A few weeks ago, just before the elections held, I attended a town-hall meeting at Victoria Garden City, where Mr Wellington addressed a group of about fifty people. He was donning a red buba and sokoto, a cross chain and a leather watch matched with a pair of casual footwear. “We believe that when we finally stand together and do something with one voice, then we are stronger than any bank account or political father,” he said at the meeting.
He had the mien of a bible study preacher, making references to scripture and narrating countless stories laced with judgment and salvation. “We are here as a community because we deserve to be,” he said. “We are as much to blame as the people we are criticizing because we are not paying attention . . . this is the time for our generation to stand up. And that’s what inspired me to run for office.”
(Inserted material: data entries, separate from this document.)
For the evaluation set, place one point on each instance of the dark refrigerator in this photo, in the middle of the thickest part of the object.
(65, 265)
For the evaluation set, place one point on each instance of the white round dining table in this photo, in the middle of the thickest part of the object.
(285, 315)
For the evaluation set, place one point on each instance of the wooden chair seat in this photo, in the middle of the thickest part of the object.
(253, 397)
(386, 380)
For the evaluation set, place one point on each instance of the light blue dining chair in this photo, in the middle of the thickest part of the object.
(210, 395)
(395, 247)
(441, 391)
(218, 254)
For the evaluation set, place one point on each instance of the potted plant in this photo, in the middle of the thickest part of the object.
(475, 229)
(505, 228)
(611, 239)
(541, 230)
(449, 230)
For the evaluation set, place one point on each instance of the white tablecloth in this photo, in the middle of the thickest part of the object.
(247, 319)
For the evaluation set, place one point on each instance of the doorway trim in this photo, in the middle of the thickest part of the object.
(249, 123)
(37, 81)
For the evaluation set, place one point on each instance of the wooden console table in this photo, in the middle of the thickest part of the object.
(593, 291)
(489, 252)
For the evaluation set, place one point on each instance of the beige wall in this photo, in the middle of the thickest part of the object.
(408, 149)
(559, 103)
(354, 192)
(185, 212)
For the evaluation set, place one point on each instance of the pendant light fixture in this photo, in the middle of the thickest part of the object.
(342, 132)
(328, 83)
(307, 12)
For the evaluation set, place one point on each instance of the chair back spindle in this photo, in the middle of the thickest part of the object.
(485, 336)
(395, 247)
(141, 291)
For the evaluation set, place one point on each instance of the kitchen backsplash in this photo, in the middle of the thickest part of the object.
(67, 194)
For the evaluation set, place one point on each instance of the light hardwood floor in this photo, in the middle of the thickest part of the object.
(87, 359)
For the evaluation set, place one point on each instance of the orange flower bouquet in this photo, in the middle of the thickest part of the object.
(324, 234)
Meanwhile, while Obama has most likely reached the zenith of his political career, Mr Wellington has just begun his. They both started as underdogs, but will the younger man emulate the Hawaii-born orator by contesting again? (Obama eventually won the Congress seat in 2004) It appears so. In a video posted on Twitter after the elections, Mr Wellington said: “It’s only failure when you stop trying and battles are only lost when you stop fighting . . . I hope we remember what we said all along, that no matter the outcome, election was not our finish line, it was only our starting point.” That’s what Obama did. He showed up, again. ✚
Elusoji is part of the editorial team at the Question Marker.